Iran and Tunisia are afterthoughts in Group B ranked 21st and 43rd respectively in the world according to FIBA rankings. Iranian Hamed Haddadi was once the feel-good story of basketball after coming to the States and earning a spot with the Memphis Grizzles but the emotion has long since worn off and even a slight return won’t be enough to get them out of the group.
Group C is an interesting array of teams. My personal favorite is the Puerto Rican team but Greece isn’t ranked fourth in the world off stylish uniforms. The Greeks are a wily, skill-full bunch and many predict they will end up among the final four teams in the championships.
China is an intriguing pick but I’m not sold on them after their performance in Beijing two years ago. Russia is potentially dangerous with long-time American player JR Holden running the show.

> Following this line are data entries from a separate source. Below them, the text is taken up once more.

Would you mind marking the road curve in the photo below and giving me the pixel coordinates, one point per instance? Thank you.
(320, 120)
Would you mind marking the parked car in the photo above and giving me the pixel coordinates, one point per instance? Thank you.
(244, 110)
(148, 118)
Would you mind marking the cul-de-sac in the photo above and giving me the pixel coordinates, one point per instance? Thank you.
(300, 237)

Coach David Blatt did a respectable job with the Russians in the 2008 Olympic games and you can expect that they will not go down without a fight.
Turkey and “Les Elephants” from Cote d’Ivoire appear to bring up the rear in Group C. Cote d’Ivoire is making its first appearance in the World Championship since 1986 but it should be a short stay as they were not even expected to reach the final four in the Afrobasket tournament. Turkey could make a surprising run as they are ranked just behind Russia in the world standings but it won’t be enough to take out the favored Greeks.

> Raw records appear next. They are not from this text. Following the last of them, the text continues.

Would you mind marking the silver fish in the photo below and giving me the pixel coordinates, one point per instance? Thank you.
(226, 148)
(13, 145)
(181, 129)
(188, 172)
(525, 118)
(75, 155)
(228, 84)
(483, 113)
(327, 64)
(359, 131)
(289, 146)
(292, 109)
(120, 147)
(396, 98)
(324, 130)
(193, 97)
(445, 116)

The last group could have been made more appealing had France not have a rash of defections. Tony Parker, Joakim Noah, Mickael Pietrus and Rodrigue Beaubois are out for the French paving the way for Spain and Lithuania to be favored in Group D.
Even with Pau Gasol out of action due to viewing spinal surgeries, Spain has top-flight talent at their disposal. The young fella, Ricky Rubio, should be older and wiser to go along with mainstays Rudy Fernandez, Jose Calderon, and Juan Carlos Navarro in the backcourt. Felipe Reyes will need to step up his play along with lil’ Gasol, Marc, to protect the paint.

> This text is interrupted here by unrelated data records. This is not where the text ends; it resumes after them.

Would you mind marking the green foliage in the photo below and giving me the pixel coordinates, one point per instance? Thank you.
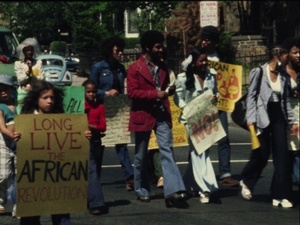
(131, 42)
(58, 47)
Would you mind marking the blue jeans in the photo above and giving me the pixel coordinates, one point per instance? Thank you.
(96, 197)
(296, 167)
(172, 178)
(123, 155)
(224, 148)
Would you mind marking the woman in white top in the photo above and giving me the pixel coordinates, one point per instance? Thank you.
(28, 69)
(199, 175)
(271, 113)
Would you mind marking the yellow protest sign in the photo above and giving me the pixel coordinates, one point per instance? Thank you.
(52, 168)
(203, 121)
(229, 81)
(178, 130)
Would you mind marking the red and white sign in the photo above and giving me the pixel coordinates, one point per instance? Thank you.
(209, 13)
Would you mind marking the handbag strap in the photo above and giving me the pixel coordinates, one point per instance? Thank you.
(259, 82)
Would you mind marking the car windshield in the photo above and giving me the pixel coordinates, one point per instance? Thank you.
(52, 62)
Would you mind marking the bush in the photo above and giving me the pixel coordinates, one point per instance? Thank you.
(131, 42)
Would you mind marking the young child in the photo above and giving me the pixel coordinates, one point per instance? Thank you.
(8, 136)
(97, 124)
(41, 99)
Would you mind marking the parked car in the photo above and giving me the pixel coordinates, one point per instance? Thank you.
(72, 63)
(55, 70)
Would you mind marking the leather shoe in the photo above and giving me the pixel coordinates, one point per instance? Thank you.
(144, 198)
(177, 196)
(177, 200)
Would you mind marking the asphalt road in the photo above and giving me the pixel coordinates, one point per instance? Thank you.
(227, 207)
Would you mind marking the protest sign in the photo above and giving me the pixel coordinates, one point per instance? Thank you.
(52, 166)
(178, 130)
(229, 82)
(117, 110)
(203, 121)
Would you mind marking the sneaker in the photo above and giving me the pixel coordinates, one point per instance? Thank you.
(284, 203)
(160, 182)
(204, 197)
(229, 182)
(2, 209)
(246, 193)
(129, 185)
(14, 212)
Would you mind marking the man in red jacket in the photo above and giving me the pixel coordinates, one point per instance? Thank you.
(148, 88)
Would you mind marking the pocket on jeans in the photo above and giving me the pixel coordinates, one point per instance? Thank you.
(139, 117)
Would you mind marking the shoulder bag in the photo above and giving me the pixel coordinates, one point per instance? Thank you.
(238, 114)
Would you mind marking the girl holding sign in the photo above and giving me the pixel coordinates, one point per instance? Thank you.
(41, 99)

Lithuania isn’t the team of yesteryear as they received a wild card into the group of 24. Injuries have left them with a lack of size but they continue to find ways to win. I would not be surprised to see them in a battle with upstart Canada. The Canadians are that team that nobody wants to play. They have some nice pieces and are playing with confidence after knocking off China in a tune-up game.
I’m curious to see what New Zealand and Lebanon bring to the party. The Tall Blacks have some players that pass the “eye” test but championships are won on the court, not on perception as you get off the bus. After a quick glance at the Lebanese roster you find yourself doing a double-take because five of Lebanon’s players were born in the United States. And if you’re basketball junkies you start to recognize some of the names. Matt Freije played at Vanderbilt and was an all-SEC player. Jackson Vroman played at Iowa State and briefly in the NBA before becoming a naturalized Lebanese citizen and joining their national team. Regardless, both squads will have a tough task trying to take down Spain and Lithuania.
I’m not into making predictions but there is the possibility of some fascinating basketball match-ups that would spark the world’s interest in basketball during this year’s championships. All eyes will be on the United States team but I think we could see a champion emerge from a different group. I like Spain but only because of their experience playing together. I’m also a fan of Puerto Rico, and that has nothing to do with one of my college teammates telling some girls that I was on the Puerto Rican Junior National team!
Nevertheless, the FIBA World Championship brings quality basketball to tickle your taste buds before the NBA season gets underway.
And besides, we all know we’ll watch because we’re hoop addicts.